Tesla’s financial year did not start well, with consecutive disappointing quarters making up the first half. Unsurprisingly, Tesla’s share price dropped steadily through to early June 2019, falling to $178.
In the eclectic car producer’s Q1 results, loss per share on an adjusted basis was $2.90, sharply down against the expected 69 cents, with revenue coming in at $4.54bn, versus the forecast $5.19bn. On an unadjusted basis, Tesla lost $702.1m, or $4.10 a share during the quarter ending 31 March. Tesla’s second-quarter results also missed expectations, with a loss per share on adjusted basis of $1.12 versus the expected 40 cents, and revenue coming lower than analysts’ expectations at $6.35bn, against $6.41bn.
Tesla’s share price turnaround
However, in the last few months, Tesla’s share price has undergone an astonishing reversal, helped by an about-turn in its Q3 results. Earnings per share came in at a far higher-than-expected $1.91, comfortably surpassing the estimated 24 cents, though revenue came in lower at $6.3bn against the expected $6.45bn. Tesla’s share price rose by as much as 17% following the release of the results.

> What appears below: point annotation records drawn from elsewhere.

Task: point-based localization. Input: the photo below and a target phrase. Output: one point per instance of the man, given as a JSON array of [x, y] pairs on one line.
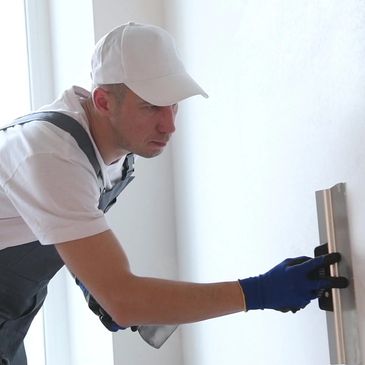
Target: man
[[59, 175]]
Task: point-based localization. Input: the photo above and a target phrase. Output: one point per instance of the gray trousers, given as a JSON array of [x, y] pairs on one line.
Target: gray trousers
[[24, 274]]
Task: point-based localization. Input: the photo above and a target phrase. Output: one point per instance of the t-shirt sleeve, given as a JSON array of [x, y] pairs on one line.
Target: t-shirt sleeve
[[57, 198]]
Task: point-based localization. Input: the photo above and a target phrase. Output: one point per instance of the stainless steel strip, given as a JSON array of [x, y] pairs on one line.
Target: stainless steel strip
[[342, 329]]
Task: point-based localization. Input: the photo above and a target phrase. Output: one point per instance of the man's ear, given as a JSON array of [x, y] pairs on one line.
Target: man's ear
[[102, 100]]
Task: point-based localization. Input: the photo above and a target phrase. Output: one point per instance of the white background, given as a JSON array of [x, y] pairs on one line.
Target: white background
[[235, 193]]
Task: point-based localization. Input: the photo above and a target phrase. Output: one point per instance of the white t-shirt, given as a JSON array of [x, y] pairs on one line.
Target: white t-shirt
[[48, 189]]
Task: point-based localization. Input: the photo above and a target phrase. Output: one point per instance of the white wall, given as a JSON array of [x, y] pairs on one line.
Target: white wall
[[284, 119], [144, 219]]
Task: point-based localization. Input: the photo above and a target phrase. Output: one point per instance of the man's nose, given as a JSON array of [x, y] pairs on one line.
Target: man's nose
[[167, 120]]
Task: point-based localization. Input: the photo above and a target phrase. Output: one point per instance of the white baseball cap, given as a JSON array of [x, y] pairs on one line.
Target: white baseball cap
[[145, 59]]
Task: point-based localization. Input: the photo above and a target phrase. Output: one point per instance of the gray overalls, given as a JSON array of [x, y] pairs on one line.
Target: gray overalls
[[25, 270]]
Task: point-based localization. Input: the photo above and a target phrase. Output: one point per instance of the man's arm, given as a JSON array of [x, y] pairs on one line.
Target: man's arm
[[101, 264]]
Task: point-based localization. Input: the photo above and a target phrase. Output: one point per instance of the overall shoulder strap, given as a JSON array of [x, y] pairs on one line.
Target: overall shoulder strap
[[72, 126], [69, 125]]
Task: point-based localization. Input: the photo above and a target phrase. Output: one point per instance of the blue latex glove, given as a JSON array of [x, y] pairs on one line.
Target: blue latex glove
[[292, 284]]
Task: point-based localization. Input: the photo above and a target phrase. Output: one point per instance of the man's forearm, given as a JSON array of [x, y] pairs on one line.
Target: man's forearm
[[155, 301]]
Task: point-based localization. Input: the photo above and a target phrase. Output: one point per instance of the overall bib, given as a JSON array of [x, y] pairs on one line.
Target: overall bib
[[25, 270]]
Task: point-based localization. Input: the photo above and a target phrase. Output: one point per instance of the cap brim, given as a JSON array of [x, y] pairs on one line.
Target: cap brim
[[167, 90]]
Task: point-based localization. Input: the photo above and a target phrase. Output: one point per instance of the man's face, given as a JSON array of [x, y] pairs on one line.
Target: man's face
[[140, 127]]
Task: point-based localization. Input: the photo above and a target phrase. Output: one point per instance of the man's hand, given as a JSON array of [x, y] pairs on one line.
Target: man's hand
[[292, 284]]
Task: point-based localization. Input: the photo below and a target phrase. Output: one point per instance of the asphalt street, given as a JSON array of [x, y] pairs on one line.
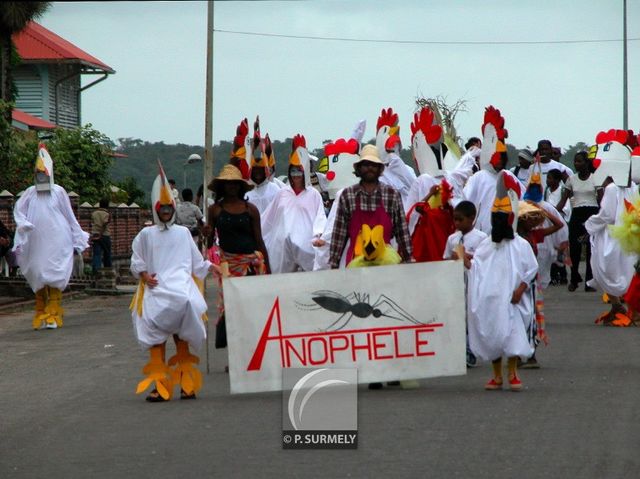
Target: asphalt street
[[68, 410]]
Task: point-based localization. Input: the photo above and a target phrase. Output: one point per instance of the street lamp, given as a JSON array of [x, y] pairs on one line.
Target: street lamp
[[193, 158]]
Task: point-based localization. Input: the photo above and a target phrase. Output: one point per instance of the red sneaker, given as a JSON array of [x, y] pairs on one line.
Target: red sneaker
[[493, 385], [515, 384]]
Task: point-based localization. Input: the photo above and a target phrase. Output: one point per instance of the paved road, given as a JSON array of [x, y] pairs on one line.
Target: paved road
[[68, 410]]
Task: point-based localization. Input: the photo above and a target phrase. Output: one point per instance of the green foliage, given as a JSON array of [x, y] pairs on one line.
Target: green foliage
[[80, 157], [133, 192], [81, 161]]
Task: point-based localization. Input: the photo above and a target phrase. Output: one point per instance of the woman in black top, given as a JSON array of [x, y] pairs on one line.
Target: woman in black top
[[236, 224]]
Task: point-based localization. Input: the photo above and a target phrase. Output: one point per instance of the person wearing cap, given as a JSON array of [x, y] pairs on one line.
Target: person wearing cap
[[525, 159], [236, 224], [368, 202], [545, 155], [168, 302], [296, 216]]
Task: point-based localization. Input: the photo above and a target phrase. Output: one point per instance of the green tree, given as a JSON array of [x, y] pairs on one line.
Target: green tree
[[135, 194], [81, 161]]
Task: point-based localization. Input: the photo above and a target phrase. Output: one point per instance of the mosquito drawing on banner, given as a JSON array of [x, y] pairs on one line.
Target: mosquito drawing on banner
[[355, 304]]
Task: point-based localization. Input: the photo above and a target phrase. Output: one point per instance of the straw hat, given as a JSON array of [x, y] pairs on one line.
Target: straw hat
[[230, 173], [530, 212], [369, 153]]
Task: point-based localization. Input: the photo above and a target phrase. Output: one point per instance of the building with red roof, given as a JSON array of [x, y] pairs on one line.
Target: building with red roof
[[48, 79]]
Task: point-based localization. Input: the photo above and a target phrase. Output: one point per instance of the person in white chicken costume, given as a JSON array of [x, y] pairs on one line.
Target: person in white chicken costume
[[397, 173], [337, 170], [501, 285], [295, 217], [261, 174], [481, 187], [47, 235], [441, 189], [168, 302], [612, 267]]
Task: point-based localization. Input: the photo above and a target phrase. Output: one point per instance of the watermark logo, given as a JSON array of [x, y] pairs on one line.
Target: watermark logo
[[320, 408]]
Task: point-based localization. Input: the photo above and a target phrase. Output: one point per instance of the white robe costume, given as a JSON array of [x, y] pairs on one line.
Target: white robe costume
[[496, 327], [47, 233], [289, 226], [481, 191], [175, 305], [423, 184], [548, 249], [262, 195], [612, 268], [399, 176]]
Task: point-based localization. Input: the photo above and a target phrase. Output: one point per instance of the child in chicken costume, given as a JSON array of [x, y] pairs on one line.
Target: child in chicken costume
[[295, 217], [396, 172], [168, 301], [47, 235], [612, 267], [338, 171], [261, 173], [430, 200], [501, 285], [481, 187], [628, 235]]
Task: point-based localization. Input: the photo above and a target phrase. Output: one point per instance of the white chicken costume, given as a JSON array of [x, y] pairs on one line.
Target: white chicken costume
[[262, 195], [499, 266], [481, 187], [612, 267], [47, 234], [337, 167], [175, 306], [397, 173], [292, 221], [429, 150]]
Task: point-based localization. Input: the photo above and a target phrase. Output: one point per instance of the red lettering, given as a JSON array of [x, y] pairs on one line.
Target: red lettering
[[355, 347], [377, 345], [310, 350], [333, 348], [397, 347], [301, 355]]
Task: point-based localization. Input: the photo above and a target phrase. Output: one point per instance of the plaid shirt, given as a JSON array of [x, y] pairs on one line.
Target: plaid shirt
[[392, 204]]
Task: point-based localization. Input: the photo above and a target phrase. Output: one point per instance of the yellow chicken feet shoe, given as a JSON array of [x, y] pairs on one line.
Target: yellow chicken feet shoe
[[185, 372], [54, 309], [159, 373], [39, 317]]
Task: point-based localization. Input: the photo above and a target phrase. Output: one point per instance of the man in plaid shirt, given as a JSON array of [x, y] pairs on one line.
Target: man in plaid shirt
[[369, 202]]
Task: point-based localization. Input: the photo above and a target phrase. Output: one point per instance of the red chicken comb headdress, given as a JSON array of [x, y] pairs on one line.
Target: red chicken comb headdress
[[351, 146], [387, 118], [492, 115], [424, 121], [619, 136], [239, 149], [241, 134]]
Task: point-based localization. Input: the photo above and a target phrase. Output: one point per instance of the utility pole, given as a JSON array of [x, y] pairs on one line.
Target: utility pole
[[208, 133], [625, 86], [208, 110]]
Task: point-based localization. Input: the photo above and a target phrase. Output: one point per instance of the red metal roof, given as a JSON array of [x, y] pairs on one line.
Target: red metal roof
[[31, 121], [37, 43]]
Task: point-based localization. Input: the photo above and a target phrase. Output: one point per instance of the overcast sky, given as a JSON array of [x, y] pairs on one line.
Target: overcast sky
[[565, 92]]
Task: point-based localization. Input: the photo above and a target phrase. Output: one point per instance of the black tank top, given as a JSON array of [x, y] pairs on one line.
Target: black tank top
[[235, 233]]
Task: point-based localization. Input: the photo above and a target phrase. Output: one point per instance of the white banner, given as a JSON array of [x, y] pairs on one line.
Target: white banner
[[390, 322]]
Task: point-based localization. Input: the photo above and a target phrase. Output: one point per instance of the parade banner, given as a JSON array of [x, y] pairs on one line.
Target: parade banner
[[390, 322]]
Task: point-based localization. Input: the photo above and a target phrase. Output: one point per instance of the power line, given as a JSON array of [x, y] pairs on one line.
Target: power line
[[420, 42]]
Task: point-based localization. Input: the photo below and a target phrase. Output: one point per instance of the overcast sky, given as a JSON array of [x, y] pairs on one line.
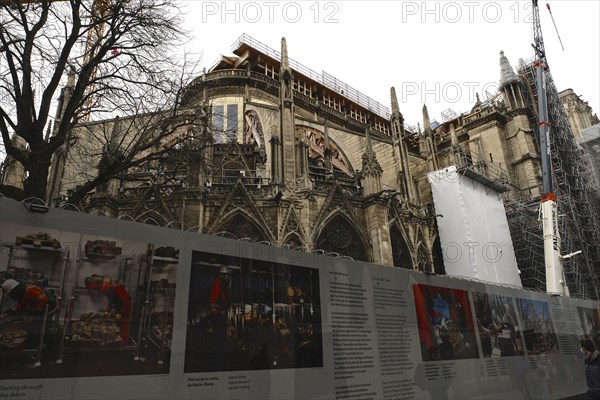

Trading a touch above $210 a share in mid-September last year, the shares hit just shy of $550 earlier this month, passing the now infamous $420 level which became synonymous with co-founder and CEO Elon Musk’s famous tweet, where he spoke of securing funding to take the company private. He has since backed away from that prospect, releasing a statement a few weeks after the post stating that Telsa was “staying public”. This was as a result of investors persuading the renewable energy tycoon against the idea: “Given the feedback I’ve received, it’s apparent that most of Tesla’s existing shareholders believe we are better off as a public company,” Musk wrote. At market open on 22 January, the stock has gained 128% since the Q3 announcement on 23 October.
Making tracks in China
The recent opening of its $5bn Shanghai factory in China could turbocharge production further in 2020, having already helped propel Tesla’s share price through the $500 level, burning pretty much every single short position on the way up. It took less than 10 months for the factory to deliver its first vehicles, which will have an annual capacity of 150,000 Model 3 cars. By establishing this manufacturing base, the company can produce cars at a marginally lower cost for the Chinese market, which is one of the biggest for electric cars. Recognising the potential for further expansion within this market, Tesla plans to open a design, research and development centre in Shanghai.
Tesla plan to deliver on target
In April, it looked doubtful Tesla would get anywhere near its annual target of 360,000 to 400,000 cars for 2019, after a poor first quarter. However, due to a positive Q3 with 97,000 deliveries, there is a good chance that the company may squeak inside the lower bound of its range target of 360,000 deliveries, which would be a new record, with the Model 3 leading the way. If Tesla can deliver anywhere near 100,000 cars in Q4, it will meet its target.
Wednesday’s post-market earnings release will go some way to vindicating Elon Musk’s optimism of early last year, though whether it justifies the company’s rather rich valuation is another matter. On current valuations, Tesla is worth $92bn, putting it on a par with Volkswagen, and over twice the valuation of Ford.